College of Nursing and Health Sciences Inaugural White Coat Ceremony

College of Nursing and Health Sciences Inaugural White Coat Ceremony

On Aug. 27, more than 70 nursing students from the Barry University College of Nursing and Health Sciences Class of 2016 took part in their first White Coat Ceremony. Dr. Jessie Colin and Terri Rocafort placed the white coats on these advanced practice nursing students representing a rite of passage for students who have completed their first academic year and entering into their clinical practice.

The White Coat Ceremony developed from modest beginnings in 1989 at the University of Chicago Prisker School of Medicine and now is utilized by many professional health care fields to symbolize the induction of the student into their chosen health care career. The white coat is symbolic of professionalism and humanitarianism of which both confer the privilege of rendering patient care.

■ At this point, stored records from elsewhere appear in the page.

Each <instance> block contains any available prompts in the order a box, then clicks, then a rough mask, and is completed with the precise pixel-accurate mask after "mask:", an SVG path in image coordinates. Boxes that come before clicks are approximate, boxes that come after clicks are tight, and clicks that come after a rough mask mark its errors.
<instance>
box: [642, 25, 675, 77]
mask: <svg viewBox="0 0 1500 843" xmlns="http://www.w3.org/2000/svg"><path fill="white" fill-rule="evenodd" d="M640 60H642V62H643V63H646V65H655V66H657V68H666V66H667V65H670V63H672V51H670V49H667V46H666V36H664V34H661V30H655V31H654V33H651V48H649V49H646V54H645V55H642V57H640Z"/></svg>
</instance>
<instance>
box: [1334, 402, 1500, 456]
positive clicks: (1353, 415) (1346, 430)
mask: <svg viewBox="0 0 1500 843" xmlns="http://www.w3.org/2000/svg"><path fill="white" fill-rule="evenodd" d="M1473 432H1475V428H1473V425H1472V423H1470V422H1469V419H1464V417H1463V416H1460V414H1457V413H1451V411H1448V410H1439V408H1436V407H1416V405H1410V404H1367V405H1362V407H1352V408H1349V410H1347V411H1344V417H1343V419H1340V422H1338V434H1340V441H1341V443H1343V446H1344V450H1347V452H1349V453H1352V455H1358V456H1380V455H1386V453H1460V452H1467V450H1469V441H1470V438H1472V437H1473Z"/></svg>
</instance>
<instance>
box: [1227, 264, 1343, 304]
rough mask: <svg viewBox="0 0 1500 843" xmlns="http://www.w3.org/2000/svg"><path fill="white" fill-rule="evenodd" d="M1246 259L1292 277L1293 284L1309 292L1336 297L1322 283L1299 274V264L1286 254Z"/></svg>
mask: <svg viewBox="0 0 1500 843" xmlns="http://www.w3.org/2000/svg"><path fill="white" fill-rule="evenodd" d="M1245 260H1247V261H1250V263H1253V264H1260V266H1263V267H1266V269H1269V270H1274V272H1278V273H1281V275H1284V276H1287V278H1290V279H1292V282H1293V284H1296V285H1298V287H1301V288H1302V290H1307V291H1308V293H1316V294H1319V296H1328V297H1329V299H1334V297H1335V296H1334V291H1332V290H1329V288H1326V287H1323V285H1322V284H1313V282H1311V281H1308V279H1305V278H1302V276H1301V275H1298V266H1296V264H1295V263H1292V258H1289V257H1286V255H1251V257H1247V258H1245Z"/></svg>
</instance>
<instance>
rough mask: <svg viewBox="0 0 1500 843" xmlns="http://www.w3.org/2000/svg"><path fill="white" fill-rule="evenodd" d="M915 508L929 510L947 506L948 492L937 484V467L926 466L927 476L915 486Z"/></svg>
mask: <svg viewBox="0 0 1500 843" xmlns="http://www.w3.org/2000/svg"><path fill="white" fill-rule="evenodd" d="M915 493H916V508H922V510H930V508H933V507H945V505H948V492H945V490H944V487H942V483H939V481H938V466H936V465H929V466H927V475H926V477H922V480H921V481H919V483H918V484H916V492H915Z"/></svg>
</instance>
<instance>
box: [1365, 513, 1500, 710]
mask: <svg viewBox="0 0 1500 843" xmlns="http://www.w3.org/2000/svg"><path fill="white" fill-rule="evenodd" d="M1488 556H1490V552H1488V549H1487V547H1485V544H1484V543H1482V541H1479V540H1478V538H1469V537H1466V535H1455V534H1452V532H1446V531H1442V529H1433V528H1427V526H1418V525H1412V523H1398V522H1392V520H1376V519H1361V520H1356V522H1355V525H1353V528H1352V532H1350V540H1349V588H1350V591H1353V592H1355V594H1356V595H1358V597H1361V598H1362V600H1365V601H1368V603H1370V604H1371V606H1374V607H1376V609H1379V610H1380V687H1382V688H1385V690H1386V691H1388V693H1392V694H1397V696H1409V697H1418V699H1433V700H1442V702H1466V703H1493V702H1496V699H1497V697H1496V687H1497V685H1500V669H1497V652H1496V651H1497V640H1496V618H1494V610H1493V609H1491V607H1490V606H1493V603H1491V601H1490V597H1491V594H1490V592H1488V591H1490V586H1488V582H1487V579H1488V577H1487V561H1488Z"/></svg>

Barry University Chaplain, Father Cristobal Torres, blessed the student’s hands and Dr. Anthony Umadhay presented them with a stethoscope.

The ceremony concluded as students recited the Nightingale Pledge. This modified "Hippocratic Oath" was composed in 1893 by Mrs. Lystra E. Gretter and a Committee for the Farrand Training School for Nurses, Detroit, Michigan. It was called the Florence Nightingale Pledge as a token of esteem for the founder of modern nursing.

I solemnly pledge myself before God and in the presence of this assembly, to pass my life in purity and to practice my profession faithfully. I will abstain from whatever is deleterious and mischievous, and will not take or knowingly administer any harmful drug. I will do all in my power to maintain and elevate the standard of my profession, and will hold in confidence all personal matters committed to my keeping and all family affairs coming to my knowledge in the practice of my calling. With loyalty will I endeavor to aid the physician in his work, and devote myself to the welfare of those committed to my care.